2007-10-15

It Doesn't Take Much

Just the publication that a hangman's noose was the inciting incident in Jena, LA was enough to spawn a cycle of copycats - most recently on the door of a Columbia University professor. The allegories here are almost too rich to even begin mining - where does one start? With the "liberal" university named for the progenitor of the African Slave Trade - that profitable font called "Triangle Trade" that turned a mere outpost of European entrepreneurs into the heartbeat of the most powerful capitalistic engine the world has ever known?

One could write books on the above, but I want to bring the focus back to Jena: hanging that noose from those trees was an act of terrorism - perhaps the most basic form of terrorism this country has ever practiced. White people did not invent lynching - perhaps - but they surely perfected it as a means of controlling a people.

When any member of your family - from the smallest child to the oldest grandfather - is subject to abduction and murder at the hands of the mighty in your community (meaning they can kill with impunity and indeed notoriety) the message could not be more clear: your life is so close to being devoid of meaning as to be not worth analyzing the difference.

What should one do in response to terror? The president says the most basic rights of a nation allow it to act pre-emptively to even prevent an act of terror from occurring. Does it not follow, then that as the rights of nations are derived from the rights of man that man has this same right as well? If you know your family is under a threat of terror, do you not have the right to act to prevent that terror from happening? Or must you forever live in the shadow of the hangman's noose?

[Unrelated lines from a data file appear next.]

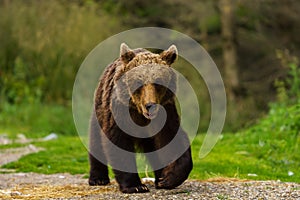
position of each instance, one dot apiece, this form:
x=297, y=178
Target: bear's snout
x=151, y=110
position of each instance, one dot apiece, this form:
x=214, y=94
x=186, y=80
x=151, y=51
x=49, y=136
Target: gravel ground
x=65, y=186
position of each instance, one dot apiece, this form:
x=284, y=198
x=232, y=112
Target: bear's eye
x=136, y=84
x=159, y=81
x=159, y=88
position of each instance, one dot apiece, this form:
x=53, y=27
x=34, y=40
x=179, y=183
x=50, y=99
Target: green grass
x=36, y=120
x=269, y=149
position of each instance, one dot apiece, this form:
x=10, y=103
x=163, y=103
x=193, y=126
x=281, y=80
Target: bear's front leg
x=123, y=162
x=175, y=173
x=130, y=182
x=98, y=163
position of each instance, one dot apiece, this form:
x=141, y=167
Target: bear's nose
x=150, y=106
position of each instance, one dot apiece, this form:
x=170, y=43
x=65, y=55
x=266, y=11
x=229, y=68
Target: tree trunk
x=229, y=47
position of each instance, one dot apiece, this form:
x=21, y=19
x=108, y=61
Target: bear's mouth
x=150, y=110
x=149, y=115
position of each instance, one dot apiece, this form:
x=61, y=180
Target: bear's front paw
x=169, y=181
x=137, y=189
x=98, y=181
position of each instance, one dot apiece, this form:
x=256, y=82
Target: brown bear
x=143, y=84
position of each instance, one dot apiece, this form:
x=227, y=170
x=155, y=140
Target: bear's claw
x=138, y=189
x=95, y=182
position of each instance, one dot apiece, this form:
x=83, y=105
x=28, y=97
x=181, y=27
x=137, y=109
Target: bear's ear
x=126, y=53
x=169, y=55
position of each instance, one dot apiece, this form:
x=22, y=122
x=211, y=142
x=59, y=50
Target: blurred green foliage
x=43, y=45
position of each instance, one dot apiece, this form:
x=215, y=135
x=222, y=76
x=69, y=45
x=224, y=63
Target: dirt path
x=66, y=186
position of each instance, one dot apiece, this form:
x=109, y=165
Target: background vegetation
x=43, y=44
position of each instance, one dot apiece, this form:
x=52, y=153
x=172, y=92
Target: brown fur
x=113, y=90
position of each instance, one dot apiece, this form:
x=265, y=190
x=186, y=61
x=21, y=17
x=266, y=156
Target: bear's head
x=147, y=79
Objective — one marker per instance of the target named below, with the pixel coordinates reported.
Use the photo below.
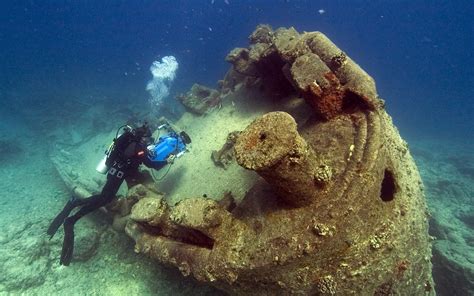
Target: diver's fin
(54, 226)
(68, 244)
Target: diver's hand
(171, 158)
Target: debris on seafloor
(200, 99)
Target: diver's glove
(170, 159)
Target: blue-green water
(58, 57)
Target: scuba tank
(102, 167)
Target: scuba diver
(128, 151)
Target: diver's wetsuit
(129, 152)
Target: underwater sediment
(332, 203)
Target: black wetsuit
(128, 153)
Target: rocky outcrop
(199, 99)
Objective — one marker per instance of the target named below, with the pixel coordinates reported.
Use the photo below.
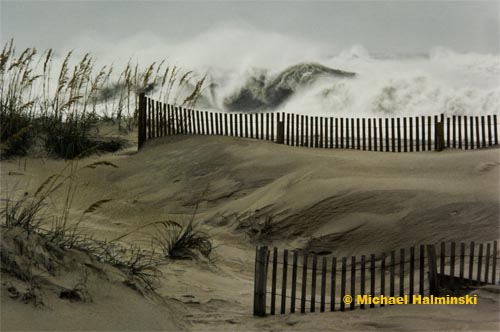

How can we - as Afrikans - ask our oppressors to act to protect us? How can we ask them to police our communities and yet not act in the manner in which they have always acted? How can we ask the former members of lynch mobs to stand in judgment of our children? Is not the protection of our families our responsibility? How can we take a "trust me" promise from politicians and then outsource that responsibility to the very group that has been the source of the threat for generations?

Generations.

Racism is not some temporary condition or some momentary ill; it is a generational war against Afrikans waged by our oppressors. And until we start to act like we are in a war with those who seek nothing less than our sheer genocidal destruction (please - do not ask me how I know; ask the first Cherokee you meet) we will forever live with the threat of the hangman's noose.